The principle of liability which we regard as applicable was clearly stated by our Supreme Court in Gann v. Great Southern Lumber Co., 131 La. 400, 59 So. 830, 831, as follows:

“As a general rule, a corporation is liable, like a natural person, for the torts of its officers or agents within the scope, or apparent scope, of their authority.”

In the cited case the court construed the term “in the course of his servant’s employment” as referring to — “acts done by the servant * * * in connection with, or in furtherance of, the purposes of his employment.”

The above pronouncements from the Gann case were quoted, inter alia, in the opinion of the Supreme Court in Wisemore v. First National Life Ins. Co., 190 La. 1011, 183 So. 247, which involved the liability of an insurance company for the tort of one of its salesmen. The petition recited that at the time and place of the commission of the tort the salesman was in the employ and working for the defendant insurance company, within the course of his employment and within tire scope thereof, in connection with the soliciting of insurance business, in collecting premiums, etc. The case before the Supreme Court was on appeal from judgment sustaining an exception of no cause of action, which judgment was reversed and the case remanded on the ground that the defendant insurance company was liable in solido, with its employed salesman “while acting within the scope of his authority and in the performance of his duties as agent of defendant company.”
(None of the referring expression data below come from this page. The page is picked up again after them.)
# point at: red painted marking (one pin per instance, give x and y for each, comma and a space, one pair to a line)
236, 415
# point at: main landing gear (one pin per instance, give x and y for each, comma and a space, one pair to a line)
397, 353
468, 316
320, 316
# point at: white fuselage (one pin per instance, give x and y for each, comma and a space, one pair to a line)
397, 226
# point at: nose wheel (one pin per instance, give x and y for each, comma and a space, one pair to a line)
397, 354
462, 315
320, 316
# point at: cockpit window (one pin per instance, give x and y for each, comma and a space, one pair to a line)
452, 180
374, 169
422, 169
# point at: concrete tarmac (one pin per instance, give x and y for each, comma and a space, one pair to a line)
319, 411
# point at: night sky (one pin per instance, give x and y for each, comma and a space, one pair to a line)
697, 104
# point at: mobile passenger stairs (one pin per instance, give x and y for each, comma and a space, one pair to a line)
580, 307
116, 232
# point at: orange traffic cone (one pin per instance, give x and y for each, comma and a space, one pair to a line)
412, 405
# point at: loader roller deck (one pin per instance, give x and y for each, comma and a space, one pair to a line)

In connection with the interpretation of a policy of insurance involving the same general principle, the Supreme Court held that the liability of the employer of a salesman of heavy machinery, under the provisions of Article 2320 of the LSA-Civil Code, was to be interpreted in the light of the services performed within the scope of the employment. Maas v. Harvey, 200 La. 736, 8 So.2d 683.

The relationship of an insurance company and its agent as affecting the question of liability was held to depend upon the facts, at the time of the accident, justifying the conclusion that the agent at the time was-engaged on the business of the employer, in a suit before this court, Caldwell v. Unity Industrial Life Insurance Co., La.App., 17 So.2d 757.

In Mundy v. Gentilly Oaks, Inc., 227 La. 118, 78 So.2d 530, the Supreme Court sustained an exception of no cause of action on the ground that the petition failed to allege the fact that the defendant agent was acting in the course and scope of the performance of his duties as a representative or agent of his principal.

Adverting to the factual allegations of plaint'ffs’ petitions, we think it is obvious that the essential requirements of an em*25ployment relationship between defendants, and the commission of the alleged tortious act by the defendant agent or employee while engaged in the course and scope of his employment, have been adequately set forth. This being so, it follows that plaintiffs are entitled to a hearing on the merits.

For the reasons assigned the judgment appealed from is annulled, reversed and set aside and there is now judgment overruling defendant’s exceptions and remanding the case to the Honorable the Ninth Judicial District Court in and for the Parish of Rapides, State of Louisiana, for further proceedings in accordance with law and the views herein expressed. Costs of this appeal are taxed against defendant, Standard Life Insurance Company, and all other costs shall await final disposition of the case.